ORDER IMPOSING SANCTIONS

Based on the foregoing, the Commission deems it appropriate and in the public interest to accept the offer of settlement submitted by McClintock and accordingly,

IT IS HEREBY ORDERED, effective immediately, that:

A. McClintock is denied the privilege of appearing or practicing before the Commission as an accountant.

B. After two years from the date of this Order, McClintock may request that the Commission consider his reinstatement by submitting an application (attention: Office of the Chief Accountant) to resume appearing or practicing before the Commission as:

1. a preparer or reviewer, or a person responsible for the preparation or review, of any public company's financial statements that are filed with the Commission. Such application must satisfy the Commission that McClintock's work in his practice before the Commission will be reviewed either by the independent audit committee of the public company for which he works or in some other acceptable manner, as long as he practices before the Commission in this capacity; and/or

2. an independent accountant. Such application must satisfy the Commission that:

(a) McClintock, or the firm with which he is associated, is a member of the SEC Practice Section of the American Institute of Certified Public Accountants Division for CPA Firms (SEC Practice Section) or an equivalent Canadian organization that includes or is supplemented by peer review, concurring partner review, continuing professional education and other membership requirements that provide appropriate quality controls over an accounting and auditing practice, as long as he practices before the Commission as an independent accountant;

(b) McClintock, or the firm, has received an unqualified report relating to his, or the firm's, most recent peer review conducted in accordance with the guidelines adopted by the SEC Practice Section or equivalent organization; and

(c) as long as McClintock appears or practices before the Commission as an independent accountant he will remain either a member of or associated with a member firmof the SEC Practice Section or equivalent Canadian organization and will comply with all applicable SEC Practice Section or equivalent Canadian organization requirements, including all requirements for periodic peer reviews, concurring partner reviews, and continuing professional education.

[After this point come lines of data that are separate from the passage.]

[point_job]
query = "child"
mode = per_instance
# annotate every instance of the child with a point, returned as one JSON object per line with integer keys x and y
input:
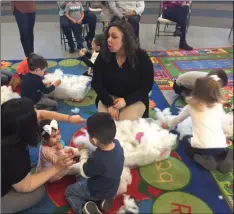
{"x": 208, "y": 144}
{"x": 52, "y": 146}
{"x": 74, "y": 11}
{"x": 88, "y": 58}
{"x": 102, "y": 171}
{"x": 21, "y": 71}
{"x": 184, "y": 84}
{"x": 32, "y": 85}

C. The Commission's review of any request or application by McClintock to resume appearing or practicing before the Commission may include consideration of, in addition to the matters referenced above, any other matters relating to McClintock's character, integrity, professional conduct, or qualifications to appear or practice before the Commission.

By the Commission.

Jonathan G. Katz
Secretary

Footnotes

1

Rule 102(e)(3), in relevant part, provides that the Commission may suspend from appearing or practicing before it any accountant who by name has been permanently enjoined, by a court of competent jurisdiction in an action brought by the Commission, from violating and provision of the federal securities laws or the rules and regulations thereunder. 17 C.F.R. Section 201.102(e)(3)(i).

2

In Canada, a C.A. is the professional equivalent of a Certified Public Accountant in the United States.